Date of Award

January 2015

Degree Type

Dissertation

Degree Name

Doctor of Philosophy (PhD)

Department

Anthropology

Advisor(s)

Douglas V. Armstrong

Keywords

Caribbean, Ceramics, Historical Archaeology

Subject Categories

Social and Behavioral Sciences

Abstract

This project examines archaeological, historical, and ethnographic data regarding ceramic production in Barbados during the eighteenth, nineteenth, and twentieth centuries. The project uses multiscalar analysis, microhistory, and craft and industrial production as lenses for examining the production, distribution and use of local ceramics to explore changes in local craft production. The local production of ceramics allowed sugar plantation managers and owners to use local resources by providing ceramics used in the production of sugar which facilitated economic production on the island's plantations. Sugar pots and cones were used directly in the production of sugar and other ceramic items like tiles and brick were used in the construction of industrial buildings used to boil and store sugar, the primary cash crop that was exported. Sugar contributed significantly to the emergence of the sugar economy and the emergence of a reliance on enslaved laborer, which had profound impacts on social and economic systems in Barbados and the broader Atlantic world.

The ceramics produced contributed a relatively low cost medium of sugar storage that fulfilled the planter's objective of maximizing financial profits associated with sugar production. In addition, the marketing of ceramics contributed to parallel forms of economic production as from the inception the plantation operated kilns also produced a small proportion of domestic wares. In time, these domestic wares were incorporated into internal marketing systems developed for and by the islands domestic population. By the beginning of the nineteenth century, independently operated kilns were being operated by free blacks who specialized in the production of utilitarian domestic and household wares.

This study focuses on archaeological and historical data associated with two pothouses located in the Parish of St. John, Barbados. The study includes an analysis of the two sites and their associated ceramic assemblages. It also, draws upon the rich historic accounts recorded in the detailed records of Codrington Plantation. This is perhaps the most detailed primary source for information on eighteenth and nineteenth-century industrial pottery production in the Caribbean. The study also draws upon an array of historical information for the island including ethnographic data collected by Jerome Handler in the 1960s from the village of Chalky Mount in the Parish of St. Andrew.

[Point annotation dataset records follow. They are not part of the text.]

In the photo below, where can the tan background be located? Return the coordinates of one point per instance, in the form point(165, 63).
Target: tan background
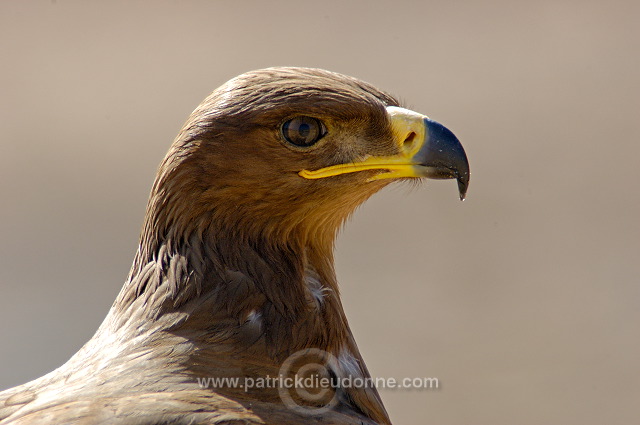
point(524, 300)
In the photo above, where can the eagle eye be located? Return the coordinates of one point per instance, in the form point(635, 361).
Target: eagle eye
point(303, 131)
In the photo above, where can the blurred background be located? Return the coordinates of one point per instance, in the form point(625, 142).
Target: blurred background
point(524, 301)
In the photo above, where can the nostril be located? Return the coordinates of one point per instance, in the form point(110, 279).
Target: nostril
point(408, 141)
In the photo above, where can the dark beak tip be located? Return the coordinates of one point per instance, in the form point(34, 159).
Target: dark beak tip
point(446, 150)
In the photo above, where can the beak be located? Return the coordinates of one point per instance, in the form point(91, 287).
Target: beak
point(426, 149)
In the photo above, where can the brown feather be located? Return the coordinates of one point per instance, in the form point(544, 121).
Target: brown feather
point(231, 233)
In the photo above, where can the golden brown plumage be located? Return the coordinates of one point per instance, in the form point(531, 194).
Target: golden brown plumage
point(234, 271)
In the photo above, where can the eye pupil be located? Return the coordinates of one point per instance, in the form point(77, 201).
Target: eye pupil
point(303, 131)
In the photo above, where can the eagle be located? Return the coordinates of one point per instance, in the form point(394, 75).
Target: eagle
point(232, 292)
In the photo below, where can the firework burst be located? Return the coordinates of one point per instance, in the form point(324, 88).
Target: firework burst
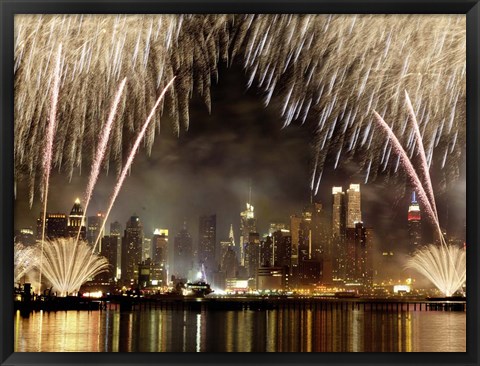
point(66, 278)
point(331, 69)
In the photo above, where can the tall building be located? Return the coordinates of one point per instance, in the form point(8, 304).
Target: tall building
point(414, 225)
point(338, 212)
point(276, 226)
point(159, 245)
point(282, 249)
point(110, 251)
point(353, 211)
point(56, 225)
point(295, 222)
point(116, 229)
point(266, 252)
point(159, 261)
point(76, 221)
point(207, 234)
point(230, 263)
point(359, 256)
point(252, 255)
point(94, 223)
point(25, 236)
point(183, 253)
point(116, 232)
point(248, 224)
point(131, 249)
point(146, 249)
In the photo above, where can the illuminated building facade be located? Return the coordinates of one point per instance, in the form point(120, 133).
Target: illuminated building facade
point(207, 233)
point(131, 249)
point(159, 246)
point(248, 224)
point(359, 259)
point(110, 251)
point(183, 252)
point(116, 232)
point(76, 221)
point(56, 226)
point(414, 225)
point(353, 209)
point(94, 223)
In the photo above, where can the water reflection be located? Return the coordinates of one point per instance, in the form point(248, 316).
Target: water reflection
point(287, 330)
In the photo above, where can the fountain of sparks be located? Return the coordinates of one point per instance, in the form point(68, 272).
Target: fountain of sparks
point(130, 158)
point(67, 269)
point(443, 265)
point(24, 260)
point(330, 69)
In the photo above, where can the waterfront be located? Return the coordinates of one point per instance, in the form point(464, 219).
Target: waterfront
point(280, 330)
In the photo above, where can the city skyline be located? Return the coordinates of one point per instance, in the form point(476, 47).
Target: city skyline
point(240, 171)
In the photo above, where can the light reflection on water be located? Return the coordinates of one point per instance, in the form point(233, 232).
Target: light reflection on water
point(287, 330)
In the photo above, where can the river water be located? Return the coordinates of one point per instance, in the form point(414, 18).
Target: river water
point(287, 330)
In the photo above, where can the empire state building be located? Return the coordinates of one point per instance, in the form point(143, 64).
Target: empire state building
point(414, 225)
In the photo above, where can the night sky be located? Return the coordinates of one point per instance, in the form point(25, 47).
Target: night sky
point(208, 169)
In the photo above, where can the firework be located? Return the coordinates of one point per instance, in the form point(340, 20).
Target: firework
point(24, 260)
point(333, 69)
point(100, 153)
point(47, 161)
point(130, 158)
point(67, 279)
point(444, 266)
point(424, 168)
point(410, 170)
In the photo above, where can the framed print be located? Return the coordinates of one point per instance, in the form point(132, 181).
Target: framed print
point(183, 181)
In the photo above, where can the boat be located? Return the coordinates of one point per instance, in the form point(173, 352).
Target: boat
point(198, 288)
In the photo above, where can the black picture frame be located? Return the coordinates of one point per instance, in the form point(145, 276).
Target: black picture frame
point(8, 8)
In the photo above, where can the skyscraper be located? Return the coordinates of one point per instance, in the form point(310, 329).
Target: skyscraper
point(414, 225)
point(295, 222)
point(248, 224)
point(183, 252)
point(338, 212)
point(116, 232)
point(338, 233)
point(354, 213)
point(131, 249)
point(159, 245)
point(76, 221)
point(159, 262)
point(94, 223)
point(359, 246)
point(55, 226)
point(252, 255)
point(109, 251)
point(207, 235)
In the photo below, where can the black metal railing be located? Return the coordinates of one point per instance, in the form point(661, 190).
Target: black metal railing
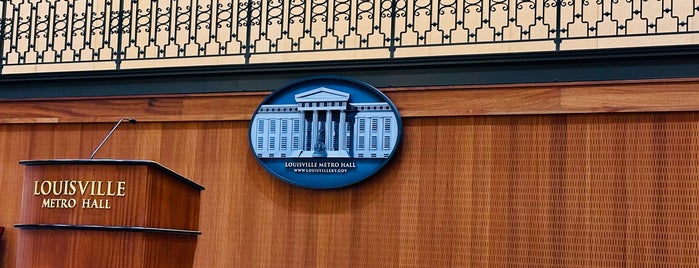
point(38, 32)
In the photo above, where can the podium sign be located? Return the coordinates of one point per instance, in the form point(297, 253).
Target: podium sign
point(106, 213)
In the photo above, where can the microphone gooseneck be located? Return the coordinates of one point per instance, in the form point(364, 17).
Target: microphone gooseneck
point(131, 120)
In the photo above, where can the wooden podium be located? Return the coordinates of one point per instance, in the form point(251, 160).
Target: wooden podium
point(106, 213)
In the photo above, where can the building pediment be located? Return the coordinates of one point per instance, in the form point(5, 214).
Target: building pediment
point(321, 94)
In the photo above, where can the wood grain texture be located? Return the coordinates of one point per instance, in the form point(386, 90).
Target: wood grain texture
point(465, 189)
point(553, 98)
point(151, 199)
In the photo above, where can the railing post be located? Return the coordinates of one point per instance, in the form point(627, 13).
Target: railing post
point(558, 39)
point(392, 48)
point(120, 32)
point(2, 34)
point(248, 21)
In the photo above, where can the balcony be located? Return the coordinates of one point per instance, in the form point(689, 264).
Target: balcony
point(41, 36)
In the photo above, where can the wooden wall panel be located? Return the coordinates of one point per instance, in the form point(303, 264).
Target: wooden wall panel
point(538, 190)
point(554, 98)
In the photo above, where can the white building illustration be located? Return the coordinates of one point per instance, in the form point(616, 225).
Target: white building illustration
point(323, 123)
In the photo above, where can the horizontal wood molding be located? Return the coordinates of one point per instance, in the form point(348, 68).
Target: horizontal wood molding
point(511, 99)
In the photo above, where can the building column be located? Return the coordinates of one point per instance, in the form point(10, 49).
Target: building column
point(314, 130)
point(329, 131)
point(302, 130)
point(342, 129)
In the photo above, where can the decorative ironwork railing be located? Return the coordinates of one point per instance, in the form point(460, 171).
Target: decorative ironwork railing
point(118, 32)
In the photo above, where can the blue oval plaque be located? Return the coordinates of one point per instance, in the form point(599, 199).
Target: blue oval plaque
point(325, 132)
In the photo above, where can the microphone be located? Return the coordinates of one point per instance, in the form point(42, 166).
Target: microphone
point(133, 121)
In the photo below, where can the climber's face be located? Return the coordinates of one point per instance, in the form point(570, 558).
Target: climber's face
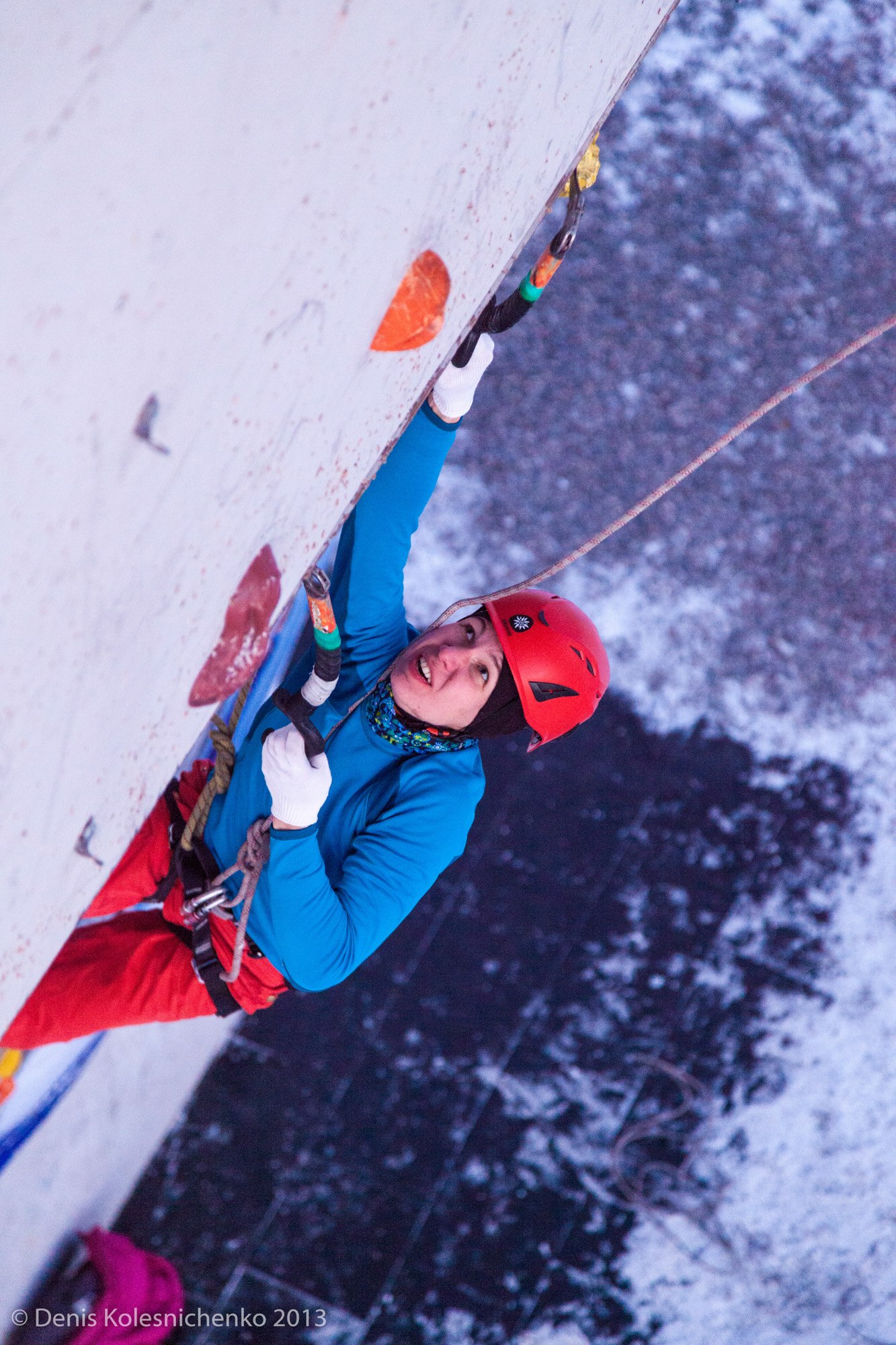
point(446, 677)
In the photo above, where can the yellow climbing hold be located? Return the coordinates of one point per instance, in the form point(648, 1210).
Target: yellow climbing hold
point(588, 167)
point(10, 1062)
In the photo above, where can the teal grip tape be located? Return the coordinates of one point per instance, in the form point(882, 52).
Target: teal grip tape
point(530, 293)
point(329, 640)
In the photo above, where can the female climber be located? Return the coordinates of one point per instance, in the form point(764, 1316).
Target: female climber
point(358, 836)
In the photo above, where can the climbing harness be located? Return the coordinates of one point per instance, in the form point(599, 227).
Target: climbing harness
point(205, 891)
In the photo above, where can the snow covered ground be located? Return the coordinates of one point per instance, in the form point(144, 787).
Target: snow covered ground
point(702, 880)
point(743, 227)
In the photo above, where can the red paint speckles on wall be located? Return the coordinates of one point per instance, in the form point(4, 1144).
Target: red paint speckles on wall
point(245, 637)
point(417, 310)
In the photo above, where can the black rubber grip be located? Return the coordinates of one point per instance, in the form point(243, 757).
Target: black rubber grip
point(299, 714)
point(495, 318)
point(327, 664)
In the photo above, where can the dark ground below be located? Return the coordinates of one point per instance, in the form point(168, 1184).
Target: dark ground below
point(425, 1152)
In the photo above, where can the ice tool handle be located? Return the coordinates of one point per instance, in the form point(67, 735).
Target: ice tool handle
point(498, 318)
point(321, 683)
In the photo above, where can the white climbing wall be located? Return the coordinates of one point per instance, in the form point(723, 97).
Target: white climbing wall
point(214, 205)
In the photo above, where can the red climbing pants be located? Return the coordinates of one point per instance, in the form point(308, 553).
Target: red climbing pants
point(136, 968)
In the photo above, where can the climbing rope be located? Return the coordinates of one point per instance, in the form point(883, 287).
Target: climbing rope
point(220, 778)
point(253, 856)
point(677, 478)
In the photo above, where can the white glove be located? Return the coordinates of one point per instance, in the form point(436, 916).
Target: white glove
point(454, 391)
point(298, 786)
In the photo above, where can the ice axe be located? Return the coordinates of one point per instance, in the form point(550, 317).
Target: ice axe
point(322, 680)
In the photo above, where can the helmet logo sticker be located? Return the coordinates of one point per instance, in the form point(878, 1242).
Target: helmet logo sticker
point(551, 691)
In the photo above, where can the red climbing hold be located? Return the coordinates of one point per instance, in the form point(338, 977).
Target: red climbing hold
point(417, 310)
point(244, 641)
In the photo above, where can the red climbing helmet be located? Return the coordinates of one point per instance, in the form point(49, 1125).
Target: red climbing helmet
point(559, 664)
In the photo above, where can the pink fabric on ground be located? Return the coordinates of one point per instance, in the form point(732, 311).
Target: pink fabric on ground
point(139, 1291)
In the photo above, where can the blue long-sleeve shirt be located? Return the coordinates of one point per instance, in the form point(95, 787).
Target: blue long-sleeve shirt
point(392, 821)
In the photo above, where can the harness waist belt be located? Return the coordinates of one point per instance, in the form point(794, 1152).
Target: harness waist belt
point(205, 961)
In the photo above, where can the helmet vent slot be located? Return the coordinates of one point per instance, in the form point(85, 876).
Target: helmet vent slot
point(551, 691)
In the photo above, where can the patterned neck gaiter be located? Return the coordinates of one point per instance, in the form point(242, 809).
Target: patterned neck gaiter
point(382, 718)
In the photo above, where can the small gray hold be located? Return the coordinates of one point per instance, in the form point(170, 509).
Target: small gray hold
point(143, 428)
point(83, 844)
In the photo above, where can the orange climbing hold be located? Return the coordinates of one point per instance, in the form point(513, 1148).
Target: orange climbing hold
point(417, 311)
point(245, 637)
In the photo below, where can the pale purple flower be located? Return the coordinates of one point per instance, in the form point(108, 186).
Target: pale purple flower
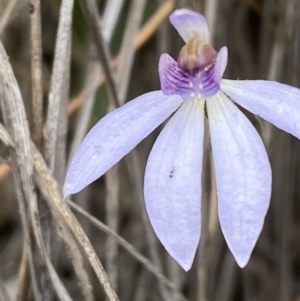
point(174, 169)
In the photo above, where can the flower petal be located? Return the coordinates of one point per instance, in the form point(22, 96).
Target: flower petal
point(173, 183)
point(221, 63)
point(272, 101)
point(189, 25)
point(115, 135)
point(243, 176)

The Codrington records and the ethnographic accounts provide details regarding the ware types, production systems, and marketing of Barbadian made ceramics. The site data and historical analyses combine to inform about the relationships of people involved in organizing, producing, selling wares as well as their changing role in the local economy. A typological schema has been produced that will assist researchers in understanding both industrial and local ceramic production. This scheme involves three types of ceramics production in Barbados; the first is plantation based and relied generally on enslaved labor to produce architectural and industrial wares for plantation use. The second involves independent or off-plantation production producing domestic, industrial and architectural wares for the plantations and also the open market relying on either free or enslaved potters. The third type involves the production by free potters of domestic and craft items for the local and tourist markets.